Вообще я заметила, что со многими людьми и местами жизнь сталкивала меня не единожды, а иногда и по несколько раз. Я это объясняю так: что-то должно было состояться при первом посещении, но не произошло – тогда складываются условия для повторной встречи. Если опять осечка – будет третья встреча. И так до тех пор, пока не произойдёт определённый контакт, отвечающий неведомому нам замыслу, или, как говорят, божественному промыслу. Например, зачем-то мне надо было попасть в упомянутый выше Дом творчества на Клязьме. На «Мосфильме» висело предложение о вступлении в этот дачный кооператив. Сначала мы с мужем загорелись, но потом, узнав, что это будут квартиры городского типа, отказались. И вот через энное количество лет судьба всё равно заносит меня в этот уже построенный кооператив, правда в гости к Кондрашиным. И подобное случалось не раз и не два. Даже круг общения представляется очерченным какой-то невидимой границей. Почти всегда выясняется, что новый знакомый оказывается «старым», уже через кого-то опосредованно знакомым.

Однажды когда я была у Игоря, туда позвонил отец моей подруги Женьки и предложил встретиться, чтоб поговорить со мной о проблемах своей дочери. Так получилось, что в моё отсутствие произошёл какой-то скандал, связанный с её тягой к пьянству. Женькины родители считали, что у неё плохая наследственность и надо всячески ограждать дочь от соблазнов. Поэтому время от времени они предпринимали попытки проконтролировать её знакомства и времяпрепровождение. Кажется, отец застукал её с кем-то в пединституте, где она совмещала учёбу с работой в лингафонном кабинете, после чего устроил грандиозный скандал.

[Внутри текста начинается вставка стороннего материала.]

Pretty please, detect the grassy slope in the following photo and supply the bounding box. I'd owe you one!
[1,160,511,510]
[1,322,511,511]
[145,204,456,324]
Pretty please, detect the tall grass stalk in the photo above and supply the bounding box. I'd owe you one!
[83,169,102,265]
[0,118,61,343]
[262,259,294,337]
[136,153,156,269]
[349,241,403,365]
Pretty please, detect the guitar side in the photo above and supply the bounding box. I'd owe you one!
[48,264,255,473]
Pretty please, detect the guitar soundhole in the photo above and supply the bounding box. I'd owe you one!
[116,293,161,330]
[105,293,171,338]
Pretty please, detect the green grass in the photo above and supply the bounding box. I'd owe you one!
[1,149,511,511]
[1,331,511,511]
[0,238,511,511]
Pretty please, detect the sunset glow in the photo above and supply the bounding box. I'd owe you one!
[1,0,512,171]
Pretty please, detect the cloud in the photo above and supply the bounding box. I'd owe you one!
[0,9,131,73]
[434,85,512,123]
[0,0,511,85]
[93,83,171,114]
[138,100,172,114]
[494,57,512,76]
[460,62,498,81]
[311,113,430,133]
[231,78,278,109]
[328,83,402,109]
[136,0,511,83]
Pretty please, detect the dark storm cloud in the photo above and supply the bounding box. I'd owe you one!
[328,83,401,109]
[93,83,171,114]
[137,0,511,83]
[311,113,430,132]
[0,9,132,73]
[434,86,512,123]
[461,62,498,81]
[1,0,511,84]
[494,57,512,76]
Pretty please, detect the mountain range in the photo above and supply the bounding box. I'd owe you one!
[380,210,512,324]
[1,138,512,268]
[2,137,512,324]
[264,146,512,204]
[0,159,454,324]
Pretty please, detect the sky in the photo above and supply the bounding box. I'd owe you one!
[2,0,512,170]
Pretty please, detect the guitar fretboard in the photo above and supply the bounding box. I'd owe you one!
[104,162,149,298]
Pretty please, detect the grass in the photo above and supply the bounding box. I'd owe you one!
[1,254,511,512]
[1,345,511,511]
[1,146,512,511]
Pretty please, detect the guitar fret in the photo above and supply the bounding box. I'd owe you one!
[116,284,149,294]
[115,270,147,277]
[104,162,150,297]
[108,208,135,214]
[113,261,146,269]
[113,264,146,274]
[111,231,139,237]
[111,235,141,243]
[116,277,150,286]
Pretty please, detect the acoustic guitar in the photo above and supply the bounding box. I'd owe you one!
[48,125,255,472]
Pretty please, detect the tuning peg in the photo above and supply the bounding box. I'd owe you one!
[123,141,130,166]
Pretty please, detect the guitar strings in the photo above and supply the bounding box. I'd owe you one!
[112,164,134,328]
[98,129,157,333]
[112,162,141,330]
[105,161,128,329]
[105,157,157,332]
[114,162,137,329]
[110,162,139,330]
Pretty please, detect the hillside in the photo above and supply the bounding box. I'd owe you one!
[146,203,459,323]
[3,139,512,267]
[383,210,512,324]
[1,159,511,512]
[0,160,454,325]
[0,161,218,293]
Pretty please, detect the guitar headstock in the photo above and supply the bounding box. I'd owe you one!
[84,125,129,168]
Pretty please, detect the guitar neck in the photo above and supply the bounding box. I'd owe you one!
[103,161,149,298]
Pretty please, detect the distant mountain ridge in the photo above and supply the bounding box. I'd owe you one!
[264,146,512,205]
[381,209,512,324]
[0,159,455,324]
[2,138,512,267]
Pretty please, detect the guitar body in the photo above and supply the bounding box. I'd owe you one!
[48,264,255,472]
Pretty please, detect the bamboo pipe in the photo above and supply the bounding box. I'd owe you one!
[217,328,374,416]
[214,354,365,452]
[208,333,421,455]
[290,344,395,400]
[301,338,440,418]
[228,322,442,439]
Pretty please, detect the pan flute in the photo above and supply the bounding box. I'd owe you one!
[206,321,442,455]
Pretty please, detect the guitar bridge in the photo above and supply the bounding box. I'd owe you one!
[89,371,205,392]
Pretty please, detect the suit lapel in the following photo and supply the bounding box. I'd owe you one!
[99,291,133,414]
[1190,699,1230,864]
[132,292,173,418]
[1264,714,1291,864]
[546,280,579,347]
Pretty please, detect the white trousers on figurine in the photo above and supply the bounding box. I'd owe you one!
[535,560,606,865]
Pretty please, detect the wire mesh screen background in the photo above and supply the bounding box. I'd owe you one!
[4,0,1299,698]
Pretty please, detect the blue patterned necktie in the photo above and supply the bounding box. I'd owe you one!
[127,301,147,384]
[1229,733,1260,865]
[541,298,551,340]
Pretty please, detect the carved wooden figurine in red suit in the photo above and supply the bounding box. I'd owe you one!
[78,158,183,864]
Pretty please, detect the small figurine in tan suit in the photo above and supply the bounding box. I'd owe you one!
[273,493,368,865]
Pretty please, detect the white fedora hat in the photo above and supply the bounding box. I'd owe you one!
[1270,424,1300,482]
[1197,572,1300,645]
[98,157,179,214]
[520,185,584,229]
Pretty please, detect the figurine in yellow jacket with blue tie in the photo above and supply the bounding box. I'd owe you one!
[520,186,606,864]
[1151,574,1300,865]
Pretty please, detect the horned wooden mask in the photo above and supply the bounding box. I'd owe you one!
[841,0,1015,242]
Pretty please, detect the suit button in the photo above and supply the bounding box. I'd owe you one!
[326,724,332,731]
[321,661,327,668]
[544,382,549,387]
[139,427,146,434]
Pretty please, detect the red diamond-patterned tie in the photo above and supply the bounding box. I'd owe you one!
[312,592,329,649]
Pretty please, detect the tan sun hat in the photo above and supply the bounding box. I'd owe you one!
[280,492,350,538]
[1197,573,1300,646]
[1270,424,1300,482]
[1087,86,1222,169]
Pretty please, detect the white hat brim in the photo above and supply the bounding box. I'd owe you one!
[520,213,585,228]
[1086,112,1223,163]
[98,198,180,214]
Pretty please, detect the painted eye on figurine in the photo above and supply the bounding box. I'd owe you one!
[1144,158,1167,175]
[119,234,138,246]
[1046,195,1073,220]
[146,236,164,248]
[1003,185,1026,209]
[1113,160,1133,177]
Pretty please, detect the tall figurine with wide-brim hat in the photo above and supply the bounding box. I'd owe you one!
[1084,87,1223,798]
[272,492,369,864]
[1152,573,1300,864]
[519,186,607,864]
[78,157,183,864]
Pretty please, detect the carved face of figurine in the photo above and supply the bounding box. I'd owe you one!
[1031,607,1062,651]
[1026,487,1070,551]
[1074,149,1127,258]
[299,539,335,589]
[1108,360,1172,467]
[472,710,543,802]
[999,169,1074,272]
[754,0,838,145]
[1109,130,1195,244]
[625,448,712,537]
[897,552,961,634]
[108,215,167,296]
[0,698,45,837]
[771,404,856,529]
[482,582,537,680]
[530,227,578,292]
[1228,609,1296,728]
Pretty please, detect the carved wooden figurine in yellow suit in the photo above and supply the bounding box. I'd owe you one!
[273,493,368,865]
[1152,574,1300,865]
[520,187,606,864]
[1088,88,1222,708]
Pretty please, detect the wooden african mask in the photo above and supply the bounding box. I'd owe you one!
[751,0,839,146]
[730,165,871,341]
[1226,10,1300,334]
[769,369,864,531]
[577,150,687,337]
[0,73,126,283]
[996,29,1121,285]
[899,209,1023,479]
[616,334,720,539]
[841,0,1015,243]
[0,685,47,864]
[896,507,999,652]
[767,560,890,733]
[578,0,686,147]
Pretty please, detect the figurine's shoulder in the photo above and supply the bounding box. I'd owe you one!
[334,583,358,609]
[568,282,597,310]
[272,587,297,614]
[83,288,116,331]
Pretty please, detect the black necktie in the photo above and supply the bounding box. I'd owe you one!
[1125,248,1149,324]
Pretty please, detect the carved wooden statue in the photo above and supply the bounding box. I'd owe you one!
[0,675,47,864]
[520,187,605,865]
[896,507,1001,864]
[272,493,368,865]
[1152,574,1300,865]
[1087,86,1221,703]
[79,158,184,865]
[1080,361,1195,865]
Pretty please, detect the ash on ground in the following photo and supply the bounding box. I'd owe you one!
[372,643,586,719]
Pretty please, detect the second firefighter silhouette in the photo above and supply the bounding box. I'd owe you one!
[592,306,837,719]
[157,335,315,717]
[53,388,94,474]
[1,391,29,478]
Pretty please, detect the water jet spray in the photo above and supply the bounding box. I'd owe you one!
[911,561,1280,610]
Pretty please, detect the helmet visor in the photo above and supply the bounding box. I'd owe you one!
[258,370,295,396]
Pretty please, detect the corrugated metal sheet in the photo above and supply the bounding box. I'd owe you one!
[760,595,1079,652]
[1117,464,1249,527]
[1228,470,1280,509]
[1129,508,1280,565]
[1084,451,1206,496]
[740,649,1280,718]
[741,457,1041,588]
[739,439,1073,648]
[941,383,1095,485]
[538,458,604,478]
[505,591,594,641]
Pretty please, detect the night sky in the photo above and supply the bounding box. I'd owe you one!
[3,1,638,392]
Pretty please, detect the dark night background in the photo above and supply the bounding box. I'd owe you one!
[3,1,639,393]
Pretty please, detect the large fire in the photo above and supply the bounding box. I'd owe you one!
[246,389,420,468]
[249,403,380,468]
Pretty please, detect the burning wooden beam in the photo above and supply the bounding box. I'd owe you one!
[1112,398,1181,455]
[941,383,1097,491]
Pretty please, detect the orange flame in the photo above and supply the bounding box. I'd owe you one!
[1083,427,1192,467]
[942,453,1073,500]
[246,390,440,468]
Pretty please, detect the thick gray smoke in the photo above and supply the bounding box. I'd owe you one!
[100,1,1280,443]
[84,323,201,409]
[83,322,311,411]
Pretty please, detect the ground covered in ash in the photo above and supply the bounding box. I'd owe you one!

Этот лингафонный кабинет, заставленный магнитофонами, проигрывателями, бобинами с плёнками, был для нас родным домом. Вечером там частенько собиралась тёплая компания, и не без спиртного. Я там тоже бывала, но не часто, и приходила к ней, как правило, одна. У нас с Женькой в эти времена были разные компании – вернее, наши хахали (так мы называли своих мужчин) не были друзьями и вместе плохо сочетались. В то время (ещё до Игоря) я встречалась с одним милым юношей, моим ровесником Костей Купервейсом. Кажется, однажды я привела с собой к Женьке Костю, но в компании с ним было скучно. Он был музыкантом, единственным ребёнком в семье. Такими, как его родители, я представляла себе местечковую еврейскую интеллигенцию. Жили они в ужасающих условиях – в маленькой «хрущёбе» – распашонке. Эта такая квартирка в пятиэтажном блочном доме, где все совмещено – коридор с кухней, кухня с комнатой, комната с кладовкой и спальней. И всё очень маленькое. А если учесть, что половину большой комнаты занимает рояль – то теснота была просто неимоверная и производила удручающее впечатление, даже несмотря на то, что жильцы этого дома – миниатюрные, подвижные и неунывающие люди. Но что произвело на меня неизгладимое впечатление – это бабушка, лежащая без движения на кровати в тёмной кладовке-шкафу. Костя показал мне её, предварительно щёлкнув выключателем, как некую достопримечательность, подобную египетской мумии. На мой немой вопрос, который он, видимо, прочитал в моих глазах, Костя ответил: «А что, она ничего не видит и не слышит, зачем же жечь свет!»